Since then, they have held talks via video link and publicly discussed a formula under which Ukraine might accept some kind of formal neutral status. But neither side has budged over Russia’s territorial demands, including Crimea, which Moscow seized and annexed in 2014, and eastern territories known as the Donbas, which Moscow demands Kyiv cede to separatists.

“I don’t think there will be any breakthrough on the main issues,” Ukrainian interior ministry adviser Vadym Denysenko said.

Turkey’s president Erdogan, however, was more upbeat, reporting progress in telephone calls with Putin and Ukrainian President Volodymyr Zelenskiy.

The Kremlin said Biden’s surprise comment about Putin at the end of a speech in Warsaw at the weekend, “For God’s sake, this man cannot remain in power” was “certainly alarming” after earlier saying it was up to Russians to choose their leader.

On Sunday Biden said he was not calling for regime change.

Russia calls its actions in Ukraine a “special military operation” to disarm and “denazify” its neighbor.
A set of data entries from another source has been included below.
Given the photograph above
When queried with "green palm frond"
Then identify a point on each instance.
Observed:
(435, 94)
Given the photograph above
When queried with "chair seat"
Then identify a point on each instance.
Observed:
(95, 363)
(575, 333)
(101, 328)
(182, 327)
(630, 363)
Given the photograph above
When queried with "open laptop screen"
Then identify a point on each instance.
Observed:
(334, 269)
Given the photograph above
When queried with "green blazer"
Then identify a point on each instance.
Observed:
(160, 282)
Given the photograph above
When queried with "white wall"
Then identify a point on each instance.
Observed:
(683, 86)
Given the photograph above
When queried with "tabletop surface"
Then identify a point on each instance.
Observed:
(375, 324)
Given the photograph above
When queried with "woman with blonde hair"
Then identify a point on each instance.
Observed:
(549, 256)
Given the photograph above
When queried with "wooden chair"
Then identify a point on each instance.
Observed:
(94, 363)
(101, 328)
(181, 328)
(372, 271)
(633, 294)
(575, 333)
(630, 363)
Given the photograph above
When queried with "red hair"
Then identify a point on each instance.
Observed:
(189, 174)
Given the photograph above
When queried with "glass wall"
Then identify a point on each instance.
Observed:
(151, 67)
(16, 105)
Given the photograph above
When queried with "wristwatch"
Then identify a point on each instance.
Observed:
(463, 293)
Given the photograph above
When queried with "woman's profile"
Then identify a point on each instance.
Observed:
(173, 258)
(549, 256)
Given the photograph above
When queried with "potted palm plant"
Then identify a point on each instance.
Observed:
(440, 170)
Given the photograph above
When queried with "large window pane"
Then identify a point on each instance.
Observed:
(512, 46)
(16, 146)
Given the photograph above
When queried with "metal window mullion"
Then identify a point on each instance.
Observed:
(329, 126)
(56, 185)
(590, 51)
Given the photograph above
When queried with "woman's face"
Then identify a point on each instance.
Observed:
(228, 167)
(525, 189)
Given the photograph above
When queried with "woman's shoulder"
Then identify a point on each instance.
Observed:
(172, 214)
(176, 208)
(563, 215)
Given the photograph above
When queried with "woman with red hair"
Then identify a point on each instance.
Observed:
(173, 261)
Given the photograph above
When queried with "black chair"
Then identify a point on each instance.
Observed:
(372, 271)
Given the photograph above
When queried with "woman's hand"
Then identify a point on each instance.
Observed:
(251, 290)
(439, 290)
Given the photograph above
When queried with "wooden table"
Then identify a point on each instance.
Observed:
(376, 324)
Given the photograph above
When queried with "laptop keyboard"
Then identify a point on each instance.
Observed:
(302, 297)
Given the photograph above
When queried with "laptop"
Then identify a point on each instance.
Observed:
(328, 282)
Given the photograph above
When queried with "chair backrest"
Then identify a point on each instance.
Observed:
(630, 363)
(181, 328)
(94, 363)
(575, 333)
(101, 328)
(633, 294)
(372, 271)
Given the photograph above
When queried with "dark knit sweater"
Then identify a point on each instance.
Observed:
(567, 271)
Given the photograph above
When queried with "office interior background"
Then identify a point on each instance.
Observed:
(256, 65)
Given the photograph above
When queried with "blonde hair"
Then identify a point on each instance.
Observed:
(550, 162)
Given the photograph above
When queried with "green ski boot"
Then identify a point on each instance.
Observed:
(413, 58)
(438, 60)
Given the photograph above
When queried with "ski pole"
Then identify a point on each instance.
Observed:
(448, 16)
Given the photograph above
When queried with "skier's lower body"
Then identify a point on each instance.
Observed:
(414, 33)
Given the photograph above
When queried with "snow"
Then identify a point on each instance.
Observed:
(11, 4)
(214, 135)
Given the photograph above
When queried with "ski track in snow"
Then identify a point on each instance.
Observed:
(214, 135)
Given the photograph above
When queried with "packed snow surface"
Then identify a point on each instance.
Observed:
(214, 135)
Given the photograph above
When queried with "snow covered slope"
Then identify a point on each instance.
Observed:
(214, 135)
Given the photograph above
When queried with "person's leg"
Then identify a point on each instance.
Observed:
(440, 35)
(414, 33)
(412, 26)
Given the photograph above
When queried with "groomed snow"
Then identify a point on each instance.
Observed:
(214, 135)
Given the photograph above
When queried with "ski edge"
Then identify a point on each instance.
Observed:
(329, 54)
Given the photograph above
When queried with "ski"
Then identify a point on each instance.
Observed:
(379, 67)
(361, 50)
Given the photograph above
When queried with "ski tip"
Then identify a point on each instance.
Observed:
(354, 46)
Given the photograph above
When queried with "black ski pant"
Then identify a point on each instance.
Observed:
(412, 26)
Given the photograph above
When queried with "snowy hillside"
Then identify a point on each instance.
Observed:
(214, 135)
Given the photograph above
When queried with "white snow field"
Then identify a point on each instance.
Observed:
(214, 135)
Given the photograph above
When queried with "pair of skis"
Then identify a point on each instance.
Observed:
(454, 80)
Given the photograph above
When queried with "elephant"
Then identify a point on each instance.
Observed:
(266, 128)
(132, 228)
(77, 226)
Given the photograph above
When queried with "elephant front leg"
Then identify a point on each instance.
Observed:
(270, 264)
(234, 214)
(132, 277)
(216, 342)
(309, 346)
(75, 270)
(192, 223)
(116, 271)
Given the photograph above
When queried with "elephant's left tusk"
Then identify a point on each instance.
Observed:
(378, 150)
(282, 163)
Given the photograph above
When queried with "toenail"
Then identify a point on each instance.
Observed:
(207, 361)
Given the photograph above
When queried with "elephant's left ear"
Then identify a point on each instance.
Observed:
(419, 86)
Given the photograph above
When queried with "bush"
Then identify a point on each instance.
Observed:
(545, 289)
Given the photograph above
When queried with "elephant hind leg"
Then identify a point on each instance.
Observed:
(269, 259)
Kyiv and the West consider this a pretext for an unprovoked invasion to try to topple the elected Ukrainian government.

British Foreign Secretary Liz Truss said talks should not end up “selling Ukraine out”, noting the “uneasy settlement” which left it vulnerable after Russia annexed Crimea in 2014.

“We need to ensure that Putin can never act in this aggressive way again. Any long term settlement needs to include a clear sanctions snapback, which would be triggered automatically by any Russian aggression,” she told parliament.

Last week, Ukrainian forces pushed Russian troops back in areas around Kyiv, the northeast and the southwest, while Russia kept up pressure in the southeast near separatist areas, including its devastating siege of Mariupol.

Mayor Vadym Boichenko, speaking from an undisclosed location outside the city, said 26 buses were waiting to evacuate some of 160,000 trapped civilians but Russia was denying safe passage.

“People are beyond the line of humanitarian catastrophe,” Boichenko said on national television. “We need to completely evacuate Mariupol.” A spokesperson for Boichenko said later that nearly 5,000 people had been killed and 90% of buildings damaged, of which 40% were destroyed.

Deputy Prime Minister Iryna Vereshchuk said intelligence reports of possible Russian “provocations” along evacuation routes out of besieged cities meant there were no plans for such evacuations on Monday.

Elsewhere, Russia’s armored columns are bogged down, with trouble resupplying and making little or no progress.

Britain’s defense ministry said there had been no major change in Russia’s positions in the past 24 hours, with most Russian gains near Mariupol and heavy fighting underway there.

“As of today, the enemy is regrouping its forces, but they cannot advance anywhere in Ukraine,” Ukrainian Deputy Defense Minister Hanna Malyar said.